Individuals living with HIV / AIDS who experience difficulties during this pandemic may formally contact the Empire Plus Network with the Guyana Women and Girls Community Living with HIV (GCWAG) on 6932817.

Head of the network, Marlyn Cameron, said that although they are not physically able to meet as it was before COVID-19, it does try to provide support in whatever form it can even if it only directs people who are this is depression and counseling.

“Many of the calls I get from people who get depressed because the corona makes it so much harder for them; many of them don’t even have things to eat, ”he said sadly.

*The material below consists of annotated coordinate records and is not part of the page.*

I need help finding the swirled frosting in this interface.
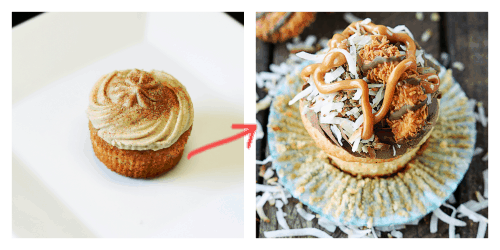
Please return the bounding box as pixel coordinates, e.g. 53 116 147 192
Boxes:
87 69 194 150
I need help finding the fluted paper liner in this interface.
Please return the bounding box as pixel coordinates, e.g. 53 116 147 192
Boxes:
268 55 476 227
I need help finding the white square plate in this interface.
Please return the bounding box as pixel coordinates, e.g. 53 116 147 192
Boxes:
11 12 244 238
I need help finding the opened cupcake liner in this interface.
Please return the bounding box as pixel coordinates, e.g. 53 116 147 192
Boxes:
268 54 476 227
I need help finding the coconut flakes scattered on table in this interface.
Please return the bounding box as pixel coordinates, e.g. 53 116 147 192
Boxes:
295 202 316 221
264 228 333 239
255 28 489 239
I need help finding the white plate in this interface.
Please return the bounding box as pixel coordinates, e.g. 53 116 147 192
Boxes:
11 12 244 238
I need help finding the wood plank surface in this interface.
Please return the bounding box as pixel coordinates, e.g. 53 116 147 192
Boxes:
255 11 489 238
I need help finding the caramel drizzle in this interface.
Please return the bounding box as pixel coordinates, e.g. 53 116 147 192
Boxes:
301 21 439 140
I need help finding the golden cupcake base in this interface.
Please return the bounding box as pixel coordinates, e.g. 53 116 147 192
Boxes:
89 121 193 178
267 66 476 227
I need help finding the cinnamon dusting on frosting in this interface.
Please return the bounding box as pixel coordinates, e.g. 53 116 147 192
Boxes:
87 69 194 150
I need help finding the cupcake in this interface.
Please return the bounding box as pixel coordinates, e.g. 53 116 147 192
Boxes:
255 11 316 43
290 19 441 177
87 69 194 178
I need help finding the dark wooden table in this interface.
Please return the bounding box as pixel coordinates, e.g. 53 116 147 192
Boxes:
255 11 489 239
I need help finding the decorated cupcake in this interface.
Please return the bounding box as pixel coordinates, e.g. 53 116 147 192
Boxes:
255 11 316 43
290 19 440 177
87 69 194 178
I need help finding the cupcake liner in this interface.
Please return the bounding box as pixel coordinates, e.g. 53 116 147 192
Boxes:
268 55 476 227
89 122 192 178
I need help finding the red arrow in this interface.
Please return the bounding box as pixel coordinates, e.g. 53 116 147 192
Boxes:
188 123 257 160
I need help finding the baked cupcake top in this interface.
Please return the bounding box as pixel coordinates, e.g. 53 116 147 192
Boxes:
87 69 194 150
290 19 440 158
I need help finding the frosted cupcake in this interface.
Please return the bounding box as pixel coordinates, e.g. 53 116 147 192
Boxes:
290 19 440 177
87 69 194 178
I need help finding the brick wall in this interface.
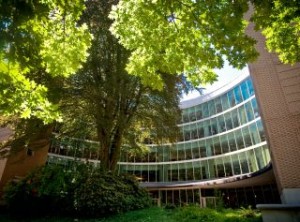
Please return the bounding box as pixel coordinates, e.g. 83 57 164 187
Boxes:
247 12 300 193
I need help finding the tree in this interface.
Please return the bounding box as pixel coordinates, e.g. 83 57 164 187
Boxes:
110 0 300 89
59 1 182 171
0 0 91 123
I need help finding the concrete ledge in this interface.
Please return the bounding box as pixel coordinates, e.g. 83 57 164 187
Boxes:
256 204 300 222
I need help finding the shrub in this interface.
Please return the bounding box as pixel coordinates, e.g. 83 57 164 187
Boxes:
75 172 151 217
4 164 151 217
4 165 77 216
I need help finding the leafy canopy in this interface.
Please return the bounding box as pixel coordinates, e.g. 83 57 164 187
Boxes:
0 0 91 123
110 0 300 89
110 0 257 89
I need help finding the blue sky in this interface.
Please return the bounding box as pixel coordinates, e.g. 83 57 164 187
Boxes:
181 62 249 101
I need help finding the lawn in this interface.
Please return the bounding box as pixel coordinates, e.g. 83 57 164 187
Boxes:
0 206 262 222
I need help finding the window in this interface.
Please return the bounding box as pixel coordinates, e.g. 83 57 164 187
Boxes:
213 136 222 155
245 102 254 122
218 115 226 133
220 135 229 153
221 93 230 110
247 79 254 96
196 106 202 120
208 100 216 116
242 126 252 147
241 81 250 100
202 103 209 118
251 98 259 118
227 132 237 151
234 129 245 149
249 123 260 145
215 97 223 113
224 113 233 130
238 105 247 125
233 86 243 104
231 109 240 128
228 91 235 107
256 121 266 141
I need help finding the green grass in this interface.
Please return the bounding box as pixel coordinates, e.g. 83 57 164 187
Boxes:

He stressed the importance of family members supporting those living with HIV and called for more education so that people could understand more about the virus.

“Many family members don’t understand what HIV is so they stigmatize people,” he added.

“But I want to tell them to be kind, those people need love too. We can all do our bit, ”said Cameron.

The next Women Chronicles column will be published on January 10, 2020. Happy holidays and remember to stay safe.